Anyone remember Brexit? Here’s one effect of the UK-EU split that insurance stakeholders will be interested to hear about.
Secretary of State for Transport Grant Shapps confirmed over the weekend that the European Union’s hotly contested Vnuk law will not have to be part of the British realm, as a result of the UK leaving the EU.
“We have always disagreed with this over-the-top law that would only do one thing – hit the pockets of hard-working people up and down the country with an unnecessary hike in their car insurance,” stated the MP on Sunday (February 21). “I am delighted to announce that we no longer need to implement it.”
The Vnuk law – which requires the likes of golf buggies, mobility scooters, quad bikes, and ride-on lawnmowers to be insured – previously faced opposition from the Association of British Insurers, the British Insurance Brokers’ Association, the Motor Insurers’ Bureau, the International Underwriting Association, the Lloyd’s Market Association, and Lloyd’s of London.
According to the government’s announcement, the insurance industry would have been liable for nearly £2 billion in extra overall costs had the EU law been implemented in Great Britain. In terms of the impact on motorists, the law would have translated to an estimated £50 annual increase in motor insurance costs.
Shapps said: “Scrapping this rule would save the country billions of pounds and is part of a new and prosperous future for the UK outside the EU – a future in which we set our own rules and regulations.”
As far as the UK is concerned, the Vnuk rule is unnecessary, given the existing and locally available insurance packages that cover certain risks on private land.
“Bypassing Vnuk will also protect the existence of the UK’s world-leading motorsports industry,” the government went on to assert in its release. “The EU rules would have meant any motorsports collision involving vehicles from go-karting to F1 would have been treated as regular road traffic incidents requiring insurance.
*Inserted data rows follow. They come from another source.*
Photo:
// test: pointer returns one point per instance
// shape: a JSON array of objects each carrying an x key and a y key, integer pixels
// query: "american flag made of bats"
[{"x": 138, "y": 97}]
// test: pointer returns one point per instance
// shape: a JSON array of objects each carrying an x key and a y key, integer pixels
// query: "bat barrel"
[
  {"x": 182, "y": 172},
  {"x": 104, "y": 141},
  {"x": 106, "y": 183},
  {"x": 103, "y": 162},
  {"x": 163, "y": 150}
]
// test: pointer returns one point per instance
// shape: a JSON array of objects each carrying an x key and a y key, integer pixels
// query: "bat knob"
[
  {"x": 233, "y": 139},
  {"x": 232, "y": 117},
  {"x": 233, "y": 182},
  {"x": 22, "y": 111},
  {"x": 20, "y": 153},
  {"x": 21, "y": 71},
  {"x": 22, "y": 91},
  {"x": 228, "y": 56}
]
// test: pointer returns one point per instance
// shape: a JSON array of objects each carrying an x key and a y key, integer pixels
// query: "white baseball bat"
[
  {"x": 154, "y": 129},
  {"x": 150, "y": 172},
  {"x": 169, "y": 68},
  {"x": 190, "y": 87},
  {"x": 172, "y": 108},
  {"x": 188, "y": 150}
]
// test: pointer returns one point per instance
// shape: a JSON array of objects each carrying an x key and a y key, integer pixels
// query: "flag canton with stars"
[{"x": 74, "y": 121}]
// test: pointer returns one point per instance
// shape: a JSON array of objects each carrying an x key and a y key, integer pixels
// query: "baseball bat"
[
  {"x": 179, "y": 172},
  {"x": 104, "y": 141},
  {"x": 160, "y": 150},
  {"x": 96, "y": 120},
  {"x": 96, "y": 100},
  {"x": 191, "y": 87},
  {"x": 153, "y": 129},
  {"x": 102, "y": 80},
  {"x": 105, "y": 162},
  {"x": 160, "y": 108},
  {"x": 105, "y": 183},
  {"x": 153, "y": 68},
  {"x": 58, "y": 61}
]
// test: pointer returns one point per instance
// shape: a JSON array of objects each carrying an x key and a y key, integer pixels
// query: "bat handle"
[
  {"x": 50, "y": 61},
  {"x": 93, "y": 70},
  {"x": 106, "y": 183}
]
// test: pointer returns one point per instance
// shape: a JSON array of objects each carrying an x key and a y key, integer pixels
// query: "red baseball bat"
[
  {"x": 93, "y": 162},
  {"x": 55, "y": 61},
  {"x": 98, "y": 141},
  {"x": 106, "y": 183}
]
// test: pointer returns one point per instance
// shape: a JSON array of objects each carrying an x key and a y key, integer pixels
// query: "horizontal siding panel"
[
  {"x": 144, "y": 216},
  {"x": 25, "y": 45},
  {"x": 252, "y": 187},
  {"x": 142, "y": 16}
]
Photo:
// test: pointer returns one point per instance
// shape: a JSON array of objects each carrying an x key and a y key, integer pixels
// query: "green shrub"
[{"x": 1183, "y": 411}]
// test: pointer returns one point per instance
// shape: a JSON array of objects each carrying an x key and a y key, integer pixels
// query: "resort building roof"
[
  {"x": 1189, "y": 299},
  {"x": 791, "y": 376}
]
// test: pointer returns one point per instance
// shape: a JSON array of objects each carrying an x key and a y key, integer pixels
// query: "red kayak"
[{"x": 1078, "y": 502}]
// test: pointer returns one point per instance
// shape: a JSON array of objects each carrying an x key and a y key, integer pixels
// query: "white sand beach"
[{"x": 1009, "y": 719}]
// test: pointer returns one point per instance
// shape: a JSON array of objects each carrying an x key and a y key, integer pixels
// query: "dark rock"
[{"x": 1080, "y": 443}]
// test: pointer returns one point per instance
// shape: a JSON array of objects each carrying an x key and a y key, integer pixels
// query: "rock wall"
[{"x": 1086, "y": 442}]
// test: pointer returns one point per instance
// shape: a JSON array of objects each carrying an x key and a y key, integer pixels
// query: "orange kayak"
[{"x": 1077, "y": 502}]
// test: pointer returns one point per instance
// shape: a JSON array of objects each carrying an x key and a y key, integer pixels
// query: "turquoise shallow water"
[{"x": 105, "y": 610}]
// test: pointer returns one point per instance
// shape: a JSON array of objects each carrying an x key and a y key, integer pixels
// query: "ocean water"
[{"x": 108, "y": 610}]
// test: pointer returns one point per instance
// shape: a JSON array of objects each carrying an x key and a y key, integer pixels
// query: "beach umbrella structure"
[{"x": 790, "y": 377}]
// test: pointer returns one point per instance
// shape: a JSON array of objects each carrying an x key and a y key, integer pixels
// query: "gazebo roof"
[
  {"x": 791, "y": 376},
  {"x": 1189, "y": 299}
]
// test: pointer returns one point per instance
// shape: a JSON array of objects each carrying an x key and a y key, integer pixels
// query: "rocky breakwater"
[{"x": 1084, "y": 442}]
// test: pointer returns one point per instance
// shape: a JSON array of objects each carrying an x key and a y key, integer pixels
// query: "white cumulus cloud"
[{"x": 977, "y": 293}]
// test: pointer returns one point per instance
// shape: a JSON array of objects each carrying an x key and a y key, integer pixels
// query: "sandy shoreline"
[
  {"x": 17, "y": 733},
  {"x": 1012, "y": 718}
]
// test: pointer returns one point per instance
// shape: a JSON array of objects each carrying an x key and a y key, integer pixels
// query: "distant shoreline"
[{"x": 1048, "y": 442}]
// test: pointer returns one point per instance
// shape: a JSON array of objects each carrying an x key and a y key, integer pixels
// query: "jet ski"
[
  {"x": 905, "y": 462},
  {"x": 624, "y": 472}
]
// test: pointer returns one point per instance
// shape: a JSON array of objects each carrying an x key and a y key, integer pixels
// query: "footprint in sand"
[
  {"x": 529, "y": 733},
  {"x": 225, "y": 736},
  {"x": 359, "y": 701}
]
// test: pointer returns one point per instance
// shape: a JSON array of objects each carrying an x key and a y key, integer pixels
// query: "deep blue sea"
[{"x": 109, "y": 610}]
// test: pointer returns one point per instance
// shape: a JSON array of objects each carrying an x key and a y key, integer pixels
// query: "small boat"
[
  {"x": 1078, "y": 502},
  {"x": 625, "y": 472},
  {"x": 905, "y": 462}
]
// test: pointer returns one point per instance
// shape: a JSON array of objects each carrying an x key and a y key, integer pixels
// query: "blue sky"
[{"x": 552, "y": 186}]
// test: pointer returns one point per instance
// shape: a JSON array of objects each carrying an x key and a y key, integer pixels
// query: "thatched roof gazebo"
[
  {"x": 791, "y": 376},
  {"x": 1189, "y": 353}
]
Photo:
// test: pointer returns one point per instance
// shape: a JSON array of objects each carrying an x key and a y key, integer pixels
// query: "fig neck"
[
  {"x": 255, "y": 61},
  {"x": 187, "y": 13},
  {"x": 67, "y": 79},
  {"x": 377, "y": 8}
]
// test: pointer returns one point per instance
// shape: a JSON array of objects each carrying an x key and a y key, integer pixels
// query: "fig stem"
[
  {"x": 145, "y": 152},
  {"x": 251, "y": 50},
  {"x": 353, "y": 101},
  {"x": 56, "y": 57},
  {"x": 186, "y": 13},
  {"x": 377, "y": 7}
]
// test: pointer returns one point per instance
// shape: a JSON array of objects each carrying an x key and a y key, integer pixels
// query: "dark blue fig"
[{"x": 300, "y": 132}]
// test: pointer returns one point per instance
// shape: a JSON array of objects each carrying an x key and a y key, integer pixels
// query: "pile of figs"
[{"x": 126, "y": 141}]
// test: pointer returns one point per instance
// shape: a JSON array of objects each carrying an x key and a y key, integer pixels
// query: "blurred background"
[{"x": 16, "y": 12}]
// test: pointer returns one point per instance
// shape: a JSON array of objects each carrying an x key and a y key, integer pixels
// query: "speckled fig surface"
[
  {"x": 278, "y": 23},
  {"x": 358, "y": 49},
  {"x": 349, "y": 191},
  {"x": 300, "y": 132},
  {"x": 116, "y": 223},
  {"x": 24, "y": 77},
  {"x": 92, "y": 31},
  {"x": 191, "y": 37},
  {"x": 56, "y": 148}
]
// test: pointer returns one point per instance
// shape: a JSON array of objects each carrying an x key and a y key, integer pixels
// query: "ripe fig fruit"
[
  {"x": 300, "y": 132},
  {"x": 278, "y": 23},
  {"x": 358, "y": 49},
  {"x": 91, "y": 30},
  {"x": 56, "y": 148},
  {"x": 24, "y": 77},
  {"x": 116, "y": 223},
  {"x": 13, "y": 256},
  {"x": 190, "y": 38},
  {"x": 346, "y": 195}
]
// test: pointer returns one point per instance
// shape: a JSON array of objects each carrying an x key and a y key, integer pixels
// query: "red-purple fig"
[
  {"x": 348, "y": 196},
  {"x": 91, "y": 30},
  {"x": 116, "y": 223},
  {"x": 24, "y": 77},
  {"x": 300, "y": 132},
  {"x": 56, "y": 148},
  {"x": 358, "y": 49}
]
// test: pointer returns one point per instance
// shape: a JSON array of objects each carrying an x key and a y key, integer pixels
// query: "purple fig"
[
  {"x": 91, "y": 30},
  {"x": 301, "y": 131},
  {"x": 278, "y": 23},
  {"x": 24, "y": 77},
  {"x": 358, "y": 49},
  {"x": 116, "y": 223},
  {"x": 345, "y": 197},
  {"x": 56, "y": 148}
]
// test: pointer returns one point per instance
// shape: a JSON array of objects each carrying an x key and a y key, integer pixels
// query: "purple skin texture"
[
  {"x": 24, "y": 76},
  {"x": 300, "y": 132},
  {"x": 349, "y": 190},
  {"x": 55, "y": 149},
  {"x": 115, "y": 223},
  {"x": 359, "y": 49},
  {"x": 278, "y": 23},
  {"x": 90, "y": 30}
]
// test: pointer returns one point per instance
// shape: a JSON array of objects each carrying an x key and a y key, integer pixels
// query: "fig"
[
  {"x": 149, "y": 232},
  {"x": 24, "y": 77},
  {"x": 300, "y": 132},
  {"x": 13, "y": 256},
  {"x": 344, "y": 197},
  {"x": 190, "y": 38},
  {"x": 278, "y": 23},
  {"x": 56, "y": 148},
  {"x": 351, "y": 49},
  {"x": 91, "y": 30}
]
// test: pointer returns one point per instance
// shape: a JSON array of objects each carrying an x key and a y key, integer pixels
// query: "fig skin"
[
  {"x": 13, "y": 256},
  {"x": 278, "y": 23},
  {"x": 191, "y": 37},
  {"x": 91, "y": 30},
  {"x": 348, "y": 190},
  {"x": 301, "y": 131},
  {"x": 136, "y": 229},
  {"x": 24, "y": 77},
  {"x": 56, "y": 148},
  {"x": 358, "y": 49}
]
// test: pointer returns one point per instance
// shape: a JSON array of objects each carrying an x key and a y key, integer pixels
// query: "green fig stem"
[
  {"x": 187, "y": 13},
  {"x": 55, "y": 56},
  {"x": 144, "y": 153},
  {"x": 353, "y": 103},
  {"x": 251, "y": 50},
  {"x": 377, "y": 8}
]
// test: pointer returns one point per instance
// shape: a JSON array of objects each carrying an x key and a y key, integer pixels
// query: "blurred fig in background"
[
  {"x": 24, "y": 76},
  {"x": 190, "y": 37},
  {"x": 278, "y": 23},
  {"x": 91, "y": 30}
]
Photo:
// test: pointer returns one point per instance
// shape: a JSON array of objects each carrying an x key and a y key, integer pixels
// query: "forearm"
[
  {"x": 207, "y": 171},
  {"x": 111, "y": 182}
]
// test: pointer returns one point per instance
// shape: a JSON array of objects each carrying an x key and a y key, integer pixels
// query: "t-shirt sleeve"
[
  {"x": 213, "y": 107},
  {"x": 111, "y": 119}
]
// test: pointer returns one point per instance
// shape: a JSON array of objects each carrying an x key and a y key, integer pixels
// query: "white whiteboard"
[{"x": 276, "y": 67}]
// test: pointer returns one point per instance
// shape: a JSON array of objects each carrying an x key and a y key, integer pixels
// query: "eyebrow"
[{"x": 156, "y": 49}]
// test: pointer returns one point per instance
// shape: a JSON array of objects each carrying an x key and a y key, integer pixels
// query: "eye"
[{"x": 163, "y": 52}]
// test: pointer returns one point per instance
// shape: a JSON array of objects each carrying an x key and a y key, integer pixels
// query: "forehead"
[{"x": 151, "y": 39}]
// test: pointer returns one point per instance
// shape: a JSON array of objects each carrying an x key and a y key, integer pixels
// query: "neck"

“This could have decimated the industry due to the additional insurance costs of roughly £458 million every single year. Scrapping the rules will save the industry from potential collapse and secure hundreds of thousands of jobs in the sector in the process.”
In reaction to the decision, Calum McPhail, head of liability claims at Zurich, described the news as a “welcome development.”
“The Vnuk decision introduced the potential that otherwise uninsured risks and costs would have to be met by the UK motor insurance industry despite the fact that no premium would have been obtained and therefore unfairly passing the costs to UK motorists,” he said. “It will be a welcome and positive development if the Government does move away from Vnuk.”